Septic shock in chronic dialysis patients: clinical characteristics, antimicrobial therapy and mortality.

Intensive Care Med

Department of Medicine, Division of Nephrology, The Ottawa Hospital and Kidney Research Centre, Ottawa Hospital Research Institute, University of Ottawa, Ottawa, ON, Canada.

Published: February 2016

Objectives: To describe the clinical characteristics and in-hospital mortality of chronic dialysis-dependent end-stage kidney disease patients with septic shock in comparison to septic shock patients not receiving chronic dialysis.

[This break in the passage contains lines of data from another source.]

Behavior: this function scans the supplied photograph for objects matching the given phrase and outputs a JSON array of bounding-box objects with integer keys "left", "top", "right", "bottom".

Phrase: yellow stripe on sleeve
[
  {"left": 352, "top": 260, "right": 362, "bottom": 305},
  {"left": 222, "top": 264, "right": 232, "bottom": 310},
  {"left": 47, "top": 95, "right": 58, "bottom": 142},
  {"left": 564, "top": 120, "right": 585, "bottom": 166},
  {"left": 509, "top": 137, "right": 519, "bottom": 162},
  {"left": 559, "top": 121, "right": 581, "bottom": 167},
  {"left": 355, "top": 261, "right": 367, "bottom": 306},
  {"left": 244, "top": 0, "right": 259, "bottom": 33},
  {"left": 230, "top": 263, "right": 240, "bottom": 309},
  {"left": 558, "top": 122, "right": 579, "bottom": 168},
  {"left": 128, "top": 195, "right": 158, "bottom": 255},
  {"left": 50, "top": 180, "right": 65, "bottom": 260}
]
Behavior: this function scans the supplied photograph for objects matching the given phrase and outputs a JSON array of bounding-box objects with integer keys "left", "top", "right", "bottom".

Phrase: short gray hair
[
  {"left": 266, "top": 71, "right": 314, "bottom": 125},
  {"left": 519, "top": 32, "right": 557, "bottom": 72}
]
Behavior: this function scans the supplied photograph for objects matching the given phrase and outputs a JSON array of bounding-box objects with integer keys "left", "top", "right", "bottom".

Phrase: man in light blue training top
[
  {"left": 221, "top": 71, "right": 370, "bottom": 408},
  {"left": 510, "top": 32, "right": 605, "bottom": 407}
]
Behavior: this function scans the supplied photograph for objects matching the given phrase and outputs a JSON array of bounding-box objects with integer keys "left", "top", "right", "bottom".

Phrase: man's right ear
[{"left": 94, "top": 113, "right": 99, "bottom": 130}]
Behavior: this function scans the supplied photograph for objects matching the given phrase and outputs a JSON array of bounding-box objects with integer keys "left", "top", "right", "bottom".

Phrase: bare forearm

Methods: Using an international, multicenter database, we conducted a retrospective analysis of data collected from 10,414 patients admitted to the intensive care unit (ICU) with septic shock from 1989 to 2013, of which 800 (7.7 %) were chronic dialysis patients. Data on demographic characteristics, sites of infection, microbial pathogens, antimicrobial usage patterns, and in-hospital mortality were aggregated and compared for chronic dialysis and non-dialysis patients. Multivariate time-varying Cox models with and without propensity score matching were constructed to determine the association between dialysis and in-hospital death.

Results: Septic shock secondary to central venous catheter infection, peritonitis, ischemic bowel, and cellulitis was more frequent in chronic dialysis patients. The isolation of resistant organisms (10.7 vs. 7.1 %; p = 0.005) and delays in receiving antimicrobials (6.0 vs. 5.0 h) were more common in chronic dialysis patients than in non-dialysis patients. Delayed appropriate antimicrobial therapy was associated with an increased risk of death in chronic dialysis patients (p < 0.0001). In-hospital death occurred in 54.8 and 49.0 % of chronic dialysis and non-dialysis patients, respectively. After propensity score matching, there was no difference in overall survival between chronic dialysis and non-dialysis patients, but survival in chronic dialysis patients decreased over time compared to non-dialysis patients.

Conclusions: The demographic and clinical characteristics of chronic dialysis patients with septic shock differ from those of similar non-dialysis patients. However, there was no significant difference in mortality between the chronic dialysis and non-dialysis patients with septic shock enrolled in this analysis.